China’s top ruling body, invoking a rarely used power, said Monday that anyone who refuses to read the oath should be disqualified from holding office.

“Reading the vows in any dishonest, ungraceful manner is also a refusal to the oath, and it shall be void,” the ruling said, according to state news agency Xinhua.

Leung and Yau were among several young politicians elected in a September vote that attracted record turnout, who favor greater autonomy or even independence for Hong Kong.

Their right to retake their oaths is also being challenged by the Hong Kong government in local courts.

Hong Kong’s leader, CY Leung, said Monday that he would implement Beijing’s decision.

Three other young pro-democracy lawmakers, elected at the same time as Yau and Leung, accused Beijing of “exploiting the controversy surrounding (the oaths) to trample on the Hong Kong legal system and the political rights of the people of Hong Kong.”

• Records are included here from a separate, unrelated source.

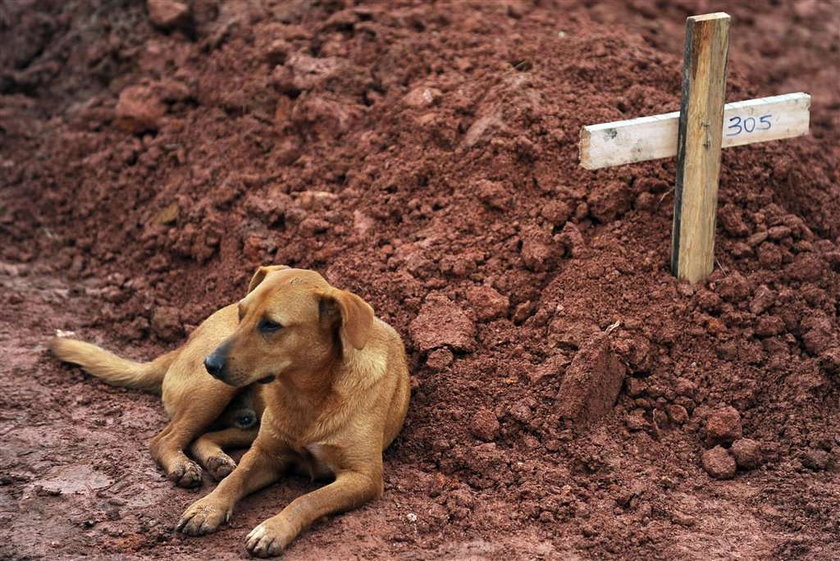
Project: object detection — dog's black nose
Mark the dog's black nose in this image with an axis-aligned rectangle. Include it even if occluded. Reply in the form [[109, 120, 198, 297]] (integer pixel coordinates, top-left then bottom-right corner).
[[204, 351, 225, 380]]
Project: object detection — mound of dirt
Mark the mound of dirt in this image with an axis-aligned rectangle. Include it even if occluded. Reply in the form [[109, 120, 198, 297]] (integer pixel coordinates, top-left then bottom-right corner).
[[0, 0, 840, 560]]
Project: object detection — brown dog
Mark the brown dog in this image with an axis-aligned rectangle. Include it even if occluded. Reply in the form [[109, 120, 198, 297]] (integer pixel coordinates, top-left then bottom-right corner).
[[52, 266, 410, 556]]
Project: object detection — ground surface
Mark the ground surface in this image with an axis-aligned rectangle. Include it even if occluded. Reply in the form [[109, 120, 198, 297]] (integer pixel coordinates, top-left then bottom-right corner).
[[0, 0, 840, 560]]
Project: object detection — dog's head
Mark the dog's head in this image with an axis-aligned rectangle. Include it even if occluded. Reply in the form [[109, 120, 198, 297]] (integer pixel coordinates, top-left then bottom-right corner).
[[204, 266, 373, 387]]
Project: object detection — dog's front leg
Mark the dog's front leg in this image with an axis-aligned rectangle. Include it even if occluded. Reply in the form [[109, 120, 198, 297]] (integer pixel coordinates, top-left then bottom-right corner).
[[175, 444, 288, 536], [245, 464, 383, 557]]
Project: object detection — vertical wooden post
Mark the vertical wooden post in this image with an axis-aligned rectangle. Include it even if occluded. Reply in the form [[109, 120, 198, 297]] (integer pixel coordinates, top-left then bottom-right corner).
[[671, 12, 729, 282]]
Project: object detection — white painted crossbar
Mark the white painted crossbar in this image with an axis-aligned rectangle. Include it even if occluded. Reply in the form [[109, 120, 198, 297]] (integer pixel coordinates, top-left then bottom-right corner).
[[580, 93, 811, 169]]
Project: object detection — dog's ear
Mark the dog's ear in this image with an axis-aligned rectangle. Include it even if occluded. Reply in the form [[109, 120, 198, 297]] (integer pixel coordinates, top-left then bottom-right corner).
[[319, 289, 373, 350], [248, 265, 291, 293]]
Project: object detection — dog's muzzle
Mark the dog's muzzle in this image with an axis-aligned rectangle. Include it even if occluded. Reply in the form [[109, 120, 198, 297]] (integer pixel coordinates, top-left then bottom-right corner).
[[204, 346, 227, 381]]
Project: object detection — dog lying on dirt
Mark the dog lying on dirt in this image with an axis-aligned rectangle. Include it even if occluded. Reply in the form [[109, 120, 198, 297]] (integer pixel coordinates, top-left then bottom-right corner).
[[51, 266, 410, 557]]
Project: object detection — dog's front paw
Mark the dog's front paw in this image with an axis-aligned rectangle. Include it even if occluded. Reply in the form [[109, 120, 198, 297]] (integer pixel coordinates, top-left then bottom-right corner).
[[204, 452, 236, 481], [175, 495, 232, 536], [166, 460, 201, 487], [245, 517, 297, 557]]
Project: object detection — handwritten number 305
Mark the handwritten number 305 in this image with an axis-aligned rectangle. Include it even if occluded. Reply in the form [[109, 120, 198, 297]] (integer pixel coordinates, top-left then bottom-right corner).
[[726, 115, 773, 136]]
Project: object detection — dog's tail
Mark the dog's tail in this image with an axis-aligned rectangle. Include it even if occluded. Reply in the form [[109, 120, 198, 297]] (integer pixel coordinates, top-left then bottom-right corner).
[[50, 337, 178, 393]]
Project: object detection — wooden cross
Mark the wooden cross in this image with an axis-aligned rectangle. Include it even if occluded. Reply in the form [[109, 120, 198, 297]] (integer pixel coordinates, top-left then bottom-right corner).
[[580, 12, 811, 283]]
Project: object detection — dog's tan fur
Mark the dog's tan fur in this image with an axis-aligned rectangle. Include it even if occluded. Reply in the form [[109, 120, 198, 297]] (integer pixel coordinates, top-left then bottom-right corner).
[[52, 266, 410, 556]]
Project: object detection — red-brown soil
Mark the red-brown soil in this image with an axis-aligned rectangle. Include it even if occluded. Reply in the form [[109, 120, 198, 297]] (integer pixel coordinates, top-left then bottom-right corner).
[[0, 0, 840, 560]]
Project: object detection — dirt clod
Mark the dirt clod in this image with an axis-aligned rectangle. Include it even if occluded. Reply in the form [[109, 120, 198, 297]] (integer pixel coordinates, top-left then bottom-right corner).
[[556, 334, 626, 424], [470, 408, 499, 441], [705, 406, 742, 446], [729, 438, 763, 469], [703, 446, 736, 479], [409, 293, 475, 351]]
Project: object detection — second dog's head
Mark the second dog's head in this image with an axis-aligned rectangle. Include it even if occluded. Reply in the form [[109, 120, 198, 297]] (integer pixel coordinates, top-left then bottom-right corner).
[[204, 265, 374, 387]]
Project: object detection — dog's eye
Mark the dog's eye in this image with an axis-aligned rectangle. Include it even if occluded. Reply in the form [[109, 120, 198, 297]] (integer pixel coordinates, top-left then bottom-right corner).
[[257, 319, 283, 333]]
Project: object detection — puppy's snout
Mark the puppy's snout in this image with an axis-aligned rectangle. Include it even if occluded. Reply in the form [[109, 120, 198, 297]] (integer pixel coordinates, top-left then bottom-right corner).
[[204, 348, 227, 380]]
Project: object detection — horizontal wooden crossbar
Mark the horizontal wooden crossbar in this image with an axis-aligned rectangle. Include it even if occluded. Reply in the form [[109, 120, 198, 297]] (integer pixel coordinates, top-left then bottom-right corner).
[[580, 92, 811, 169]]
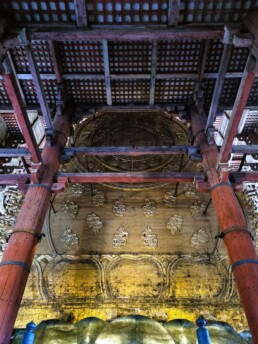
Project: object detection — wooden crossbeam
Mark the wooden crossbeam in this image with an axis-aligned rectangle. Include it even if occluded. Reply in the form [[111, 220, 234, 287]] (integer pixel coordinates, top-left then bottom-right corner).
[[149, 41, 158, 105], [3, 73, 41, 163], [74, 0, 88, 27], [205, 40, 233, 131], [168, 0, 181, 26], [102, 39, 112, 105], [217, 54, 256, 164], [25, 44, 52, 129], [57, 172, 204, 183], [27, 27, 224, 41]]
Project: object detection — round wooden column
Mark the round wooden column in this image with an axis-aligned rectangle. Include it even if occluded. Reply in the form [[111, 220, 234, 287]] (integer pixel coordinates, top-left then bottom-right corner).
[[211, 183, 258, 343], [0, 113, 70, 344], [191, 106, 258, 344]]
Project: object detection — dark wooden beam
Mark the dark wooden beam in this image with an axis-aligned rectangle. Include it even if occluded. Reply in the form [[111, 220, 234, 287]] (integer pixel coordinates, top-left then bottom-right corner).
[[205, 40, 233, 131], [25, 44, 52, 130], [149, 41, 158, 105], [0, 71, 243, 80], [217, 54, 256, 164], [198, 39, 211, 80], [3, 73, 41, 163], [0, 174, 31, 185], [48, 41, 63, 84], [27, 27, 223, 41], [74, 0, 88, 27], [102, 39, 112, 105], [57, 172, 205, 183], [168, 0, 181, 26], [0, 146, 198, 158]]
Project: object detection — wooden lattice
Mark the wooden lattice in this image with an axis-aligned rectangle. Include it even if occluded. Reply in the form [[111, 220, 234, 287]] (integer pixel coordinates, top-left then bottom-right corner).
[[87, 0, 168, 25], [108, 42, 151, 73], [179, 0, 258, 24], [157, 40, 201, 73], [111, 80, 150, 103], [155, 79, 195, 103], [58, 41, 104, 73]]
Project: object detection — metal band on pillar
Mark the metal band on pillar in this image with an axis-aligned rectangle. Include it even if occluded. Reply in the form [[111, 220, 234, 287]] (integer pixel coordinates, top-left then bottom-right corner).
[[215, 227, 254, 240], [8, 229, 45, 242], [0, 260, 30, 272], [29, 184, 52, 193], [231, 259, 258, 271]]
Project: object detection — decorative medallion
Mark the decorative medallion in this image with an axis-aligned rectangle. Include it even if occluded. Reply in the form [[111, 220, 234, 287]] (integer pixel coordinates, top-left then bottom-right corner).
[[87, 214, 103, 234], [0, 186, 23, 251], [113, 197, 126, 216], [143, 198, 156, 217], [61, 226, 79, 247], [72, 183, 84, 196], [191, 227, 209, 247], [92, 189, 105, 207], [141, 226, 158, 248], [62, 200, 79, 217], [72, 111, 187, 189], [190, 201, 206, 217], [167, 215, 183, 235], [113, 226, 129, 248], [164, 191, 176, 208], [184, 183, 196, 197]]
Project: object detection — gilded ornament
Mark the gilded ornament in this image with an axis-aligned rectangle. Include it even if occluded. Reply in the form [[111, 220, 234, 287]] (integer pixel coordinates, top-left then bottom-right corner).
[[191, 227, 209, 247], [113, 197, 126, 216], [61, 226, 79, 247], [87, 214, 103, 234], [184, 183, 196, 197], [190, 201, 206, 217], [92, 189, 105, 207], [62, 200, 79, 217], [141, 226, 158, 248], [143, 198, 156, 217], [113, 226, 129, 248], [167, 215, 183, 235], [164, 191, 176, 207], [72, 183, 84, 196]]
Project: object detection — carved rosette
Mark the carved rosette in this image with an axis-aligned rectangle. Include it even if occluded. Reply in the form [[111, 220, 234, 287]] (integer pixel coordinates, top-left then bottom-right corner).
[[113, 226, 129, 248], [184, 183, 196, 197], [72, 183, 84, 197], [191, 227, 209, 247], [62, 200, 79, 218], [190, 201, 206, 217], [87, 214, 103, 234], [113, 197, 126, 216], [61, 226, 79, 247], [164, 191, 176, 208], [141, 226, 158, 248], [92, 189, 105, 207], [0, 186, 23, 251], [167, 215, 183, 235], [143, 198, 156, 217]]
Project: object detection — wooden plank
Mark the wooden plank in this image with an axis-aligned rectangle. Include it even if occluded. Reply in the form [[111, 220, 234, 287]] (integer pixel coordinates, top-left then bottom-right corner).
[[57, 172, 205, 183], [149, 41, 158, 105], [0, 146, 198, 158], [168, 0, 181, 26], [198, 39, 211, 80], [217, 55, 255, 163], [74, 0, 88, 27], [102, 39, 112, 105], [25, 44, 52, 129], [0, 72, 244, 80], [49, 41, 63, 84], [4, 74, 41, 163], [205, 44, 233, 131], [27, 26, 224, 41], [0, 174, 31, 185]]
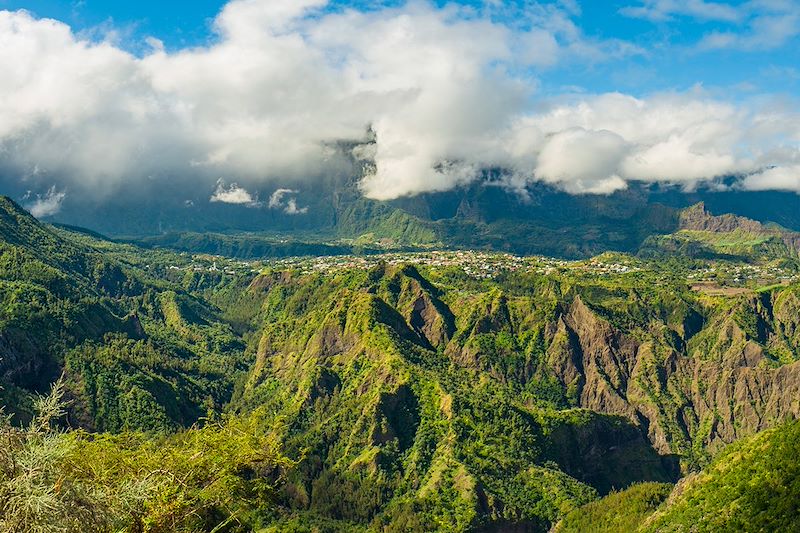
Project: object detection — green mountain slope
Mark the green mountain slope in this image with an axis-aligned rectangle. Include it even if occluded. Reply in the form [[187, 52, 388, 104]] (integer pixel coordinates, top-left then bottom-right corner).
[[0, 198, 246, 430], [0, 197, 800, 532], [555, 421, 800, 533]]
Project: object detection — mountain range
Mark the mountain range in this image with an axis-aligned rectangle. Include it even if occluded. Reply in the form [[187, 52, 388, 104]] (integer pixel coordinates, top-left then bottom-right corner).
[[0, 193, 800, 532]]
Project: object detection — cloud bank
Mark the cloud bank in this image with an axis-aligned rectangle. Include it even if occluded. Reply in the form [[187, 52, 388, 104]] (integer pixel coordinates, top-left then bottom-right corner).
[[25, 186, 67, 218], [0, 0, 800, 202]]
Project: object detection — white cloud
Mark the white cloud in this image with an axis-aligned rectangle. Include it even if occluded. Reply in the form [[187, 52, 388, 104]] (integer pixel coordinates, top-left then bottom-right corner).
[[536, 128, 627, 194], [0, 0, 800, 204], [267, 189, 308, 215], [25, 185, 67, 218], [620, 0, 743, 22], [209, 179, 261, 207]]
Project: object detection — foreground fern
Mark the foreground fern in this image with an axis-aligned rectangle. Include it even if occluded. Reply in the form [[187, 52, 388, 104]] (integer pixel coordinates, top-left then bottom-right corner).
[[0, 380, 291, 533]]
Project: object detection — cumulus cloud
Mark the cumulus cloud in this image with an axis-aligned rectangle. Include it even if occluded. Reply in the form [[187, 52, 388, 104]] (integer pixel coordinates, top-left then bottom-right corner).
[[209, 179, 261, 207], [25, 185, 67, 218], [0, 0, 800, 202], [743, 164, 800, 194]]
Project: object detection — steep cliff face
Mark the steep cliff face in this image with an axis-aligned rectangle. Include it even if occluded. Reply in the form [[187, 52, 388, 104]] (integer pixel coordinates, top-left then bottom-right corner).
[[237, 265, 677, 531], [532, 289, 800, 464], [639, 203, 800, 261]]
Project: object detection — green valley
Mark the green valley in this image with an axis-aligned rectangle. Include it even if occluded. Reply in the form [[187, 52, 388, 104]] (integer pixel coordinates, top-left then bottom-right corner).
[[0, 199, 800, 532]]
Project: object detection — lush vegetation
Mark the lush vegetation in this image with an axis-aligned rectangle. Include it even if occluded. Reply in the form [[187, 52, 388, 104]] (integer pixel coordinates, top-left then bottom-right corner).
[[0, 200, 800, 532]]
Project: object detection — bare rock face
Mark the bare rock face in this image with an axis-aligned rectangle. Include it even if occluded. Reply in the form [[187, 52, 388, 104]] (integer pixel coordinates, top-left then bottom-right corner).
[[680, 202, 767, 233], [679, 202, 800, 254], [548, 292, 800, 454]]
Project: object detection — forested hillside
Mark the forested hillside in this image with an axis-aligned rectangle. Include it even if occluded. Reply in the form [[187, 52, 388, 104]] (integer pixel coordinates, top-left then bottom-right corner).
[[0, 199, 800, 532]]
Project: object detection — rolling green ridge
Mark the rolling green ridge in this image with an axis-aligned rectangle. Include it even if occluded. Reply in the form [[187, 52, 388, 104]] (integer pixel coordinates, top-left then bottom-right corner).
[[555, 421, 800, 533], [0, 199, 800, 532]]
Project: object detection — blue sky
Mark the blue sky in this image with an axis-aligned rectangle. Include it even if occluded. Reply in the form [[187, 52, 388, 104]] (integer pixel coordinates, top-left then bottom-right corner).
[[0, 0, 800, 206], [0, 0, 800, 97]]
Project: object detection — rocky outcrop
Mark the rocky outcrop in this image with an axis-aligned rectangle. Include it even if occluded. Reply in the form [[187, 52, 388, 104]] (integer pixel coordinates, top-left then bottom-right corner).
[[547, 292, 800, 455], [679, 202, 800, 255]]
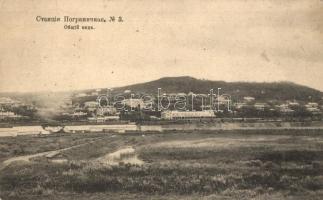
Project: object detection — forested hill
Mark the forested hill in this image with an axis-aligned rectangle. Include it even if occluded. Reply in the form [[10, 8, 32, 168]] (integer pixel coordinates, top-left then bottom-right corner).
[[114, 76, 323, 101]]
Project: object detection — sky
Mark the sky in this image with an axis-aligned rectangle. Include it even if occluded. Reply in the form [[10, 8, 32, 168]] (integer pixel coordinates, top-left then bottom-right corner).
[[0, 0, 323, 92]]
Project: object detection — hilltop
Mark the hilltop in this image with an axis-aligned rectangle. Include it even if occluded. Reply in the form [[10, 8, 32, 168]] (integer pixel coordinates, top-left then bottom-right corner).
[[114, 76, 323, 101]]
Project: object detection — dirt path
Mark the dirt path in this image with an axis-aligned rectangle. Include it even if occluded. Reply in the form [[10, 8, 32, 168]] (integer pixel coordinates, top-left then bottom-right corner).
[[0, 137, 103, 170]]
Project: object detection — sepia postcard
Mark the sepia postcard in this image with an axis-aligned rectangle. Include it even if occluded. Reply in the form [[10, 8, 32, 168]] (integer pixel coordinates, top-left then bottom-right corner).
[[0, 0, 323, 200]]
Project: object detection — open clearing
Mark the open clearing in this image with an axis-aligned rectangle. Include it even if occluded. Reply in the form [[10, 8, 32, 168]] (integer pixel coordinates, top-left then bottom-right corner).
[[0, 130, 323, 200]]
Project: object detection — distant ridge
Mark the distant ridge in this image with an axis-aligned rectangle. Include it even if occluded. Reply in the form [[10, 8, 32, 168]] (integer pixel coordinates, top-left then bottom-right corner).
[[114, 76, 323, 101]]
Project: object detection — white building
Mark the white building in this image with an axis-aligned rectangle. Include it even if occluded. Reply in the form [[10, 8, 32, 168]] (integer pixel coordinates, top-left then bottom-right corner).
[[161, 110, 215, 120], [243, 97, 256, 102]]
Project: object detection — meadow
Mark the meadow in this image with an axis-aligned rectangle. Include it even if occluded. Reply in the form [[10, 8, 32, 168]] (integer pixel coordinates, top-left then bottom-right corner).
[[0, 130, 323, 200]]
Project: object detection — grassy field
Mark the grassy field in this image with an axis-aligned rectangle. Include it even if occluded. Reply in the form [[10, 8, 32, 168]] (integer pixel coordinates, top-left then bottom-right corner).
[[0, 130, 323, 200]]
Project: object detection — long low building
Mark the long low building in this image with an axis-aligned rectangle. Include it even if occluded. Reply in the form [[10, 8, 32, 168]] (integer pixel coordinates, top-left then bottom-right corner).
[[161, 110, 215, 120]]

Hong Kong’s mini-constitution, the Basic Law, “no longer protects the democratic rights of Hong Kongers,” Nathan Law, Lau Siu Lai and Eddie Chu said in a joint statement.

Angry protests

Police used pepper spray to disperse thousands of protesters that had gathered outside China’s representative office in Hong Kong — a symbol of Beijing’s rule — on Sunday night ahead of the ruling.

Clad in black and wielding umbrellas to protect themselves, they brought to mind the pro-democracy street protests that convulsed the city for two months in 2014.

China has reacted angrily to calls for Hong Kong independence, with some senior officials calling for “separatists” to be prosecuted.

On Monday, the Standing Committee of the National People’s Congress — China’s top ruling body — said it had “unanimously” passed its interpretation of Hong Kong’s Basic Law, the document hashed out by China and the UK ahead of the handover, which is the city’s de facto constitution.

The ruling focuses on Article 104, which says that members of Hong Kong’s Legislative Council “must swear allegiance to the Hong Kong Special Administrative Region (SAR) of the People’s Republic of China.”

The Standing Committee has only invoked its power to interpret the Basic Law on four previous occasions, which have often drawn controversy.

Rimsky Yuen, Hong Kong’s Secretary for Justice, dismissed concerns Monday that Hong Kong’s judiciary had been compromised.

“Both judicial independence and interpretation can coexist, and they do under our constitutional framework,” he said.

A top Hong Kong government lawyer, Benjamin Yu, said last week that it wouldn’t be necessary for Beijing to intervene, and the issue could be handled in the city’s courts.